Monstera deliciosa is a tropical species, native to southern Mexico, Guatemala, and parts of Costa Rica and Panama. This species is often grown as a fast-growing, large house plant. It is a robust climbing vine that will reach up to 20 m in height if it is given the opportunity. Mature plants produce several inflorescences that emerge from the leaf axils. The Monstera deliciosa inflorescence consists of an erect spadix enclosed in a white, boat-shaped spathe. The corn cob-like spadix is covered in tiny white flowers. When pollinated, the spadix develops into a compound fruit that is covered in hexagonal scales. The fruit matures very slowly, taking as long as a full year to ripen. When ripe, the scales fall off, revealing creamy yellow fruit below. These fruit are tasty, but are the only part of the plant that is not toxic. High levels of oxalic acid found in the rest of the plant, including in unripe fruit, produce immediate blistering, irritation, and swelling in those who are unfortunate enough to consume it.

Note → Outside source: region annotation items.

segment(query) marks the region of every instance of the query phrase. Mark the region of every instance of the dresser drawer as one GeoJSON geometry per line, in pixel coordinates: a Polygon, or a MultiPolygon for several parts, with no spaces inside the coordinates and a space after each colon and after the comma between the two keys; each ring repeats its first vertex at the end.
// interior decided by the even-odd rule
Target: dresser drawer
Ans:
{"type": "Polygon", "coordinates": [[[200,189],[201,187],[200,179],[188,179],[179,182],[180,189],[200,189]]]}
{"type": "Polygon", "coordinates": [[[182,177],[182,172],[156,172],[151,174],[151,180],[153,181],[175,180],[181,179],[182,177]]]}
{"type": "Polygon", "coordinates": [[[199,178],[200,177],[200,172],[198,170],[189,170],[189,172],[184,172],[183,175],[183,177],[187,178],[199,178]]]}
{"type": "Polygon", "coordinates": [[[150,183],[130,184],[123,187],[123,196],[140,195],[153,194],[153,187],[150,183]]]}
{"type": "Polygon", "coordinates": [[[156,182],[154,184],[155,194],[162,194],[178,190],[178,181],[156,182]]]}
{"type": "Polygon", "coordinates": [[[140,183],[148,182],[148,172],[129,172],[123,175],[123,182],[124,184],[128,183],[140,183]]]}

The glossy-green, cordate leaves of Monstera deliciosa become perforated with holes as they mature, earning this species the common name of Swiss cheese plant. Upon seeing the fenestrated leaves of Swiss cheese plant, I immediately wondered how a plant species would benefit from such an unusual leaf shape. Christopher Muir, from Indiana University’s Department of Biology, wondered the same thing. In the article How Did the Swiss Cheese Plant Get its Holes?, Muir asserted that the unpredictable sunflecks in a tropical rainforest canopy drive leaf fenestration. In order to understand Muir’s hypothesis, one must first understand the role that variance in fitness has on genetic selection. Negative fluctuations in fitness produce a greater effect than positive fluctuations, so (other factors aside) individuals with the lowest amount of variance are the most successful (see Why the Variance in Fitness Matters). Although fenestrated leaves don’t harvest a greater amount of light from sunflecks on average, Muir shows that this shape decreases the amount of variance in the levels of sunlight reaching Monstera leaves. It is better for a Monstera leaf to receive a single patch of sunlight over two days than it is for the same leaf to receive a patch of light double the size one day, and no light the next.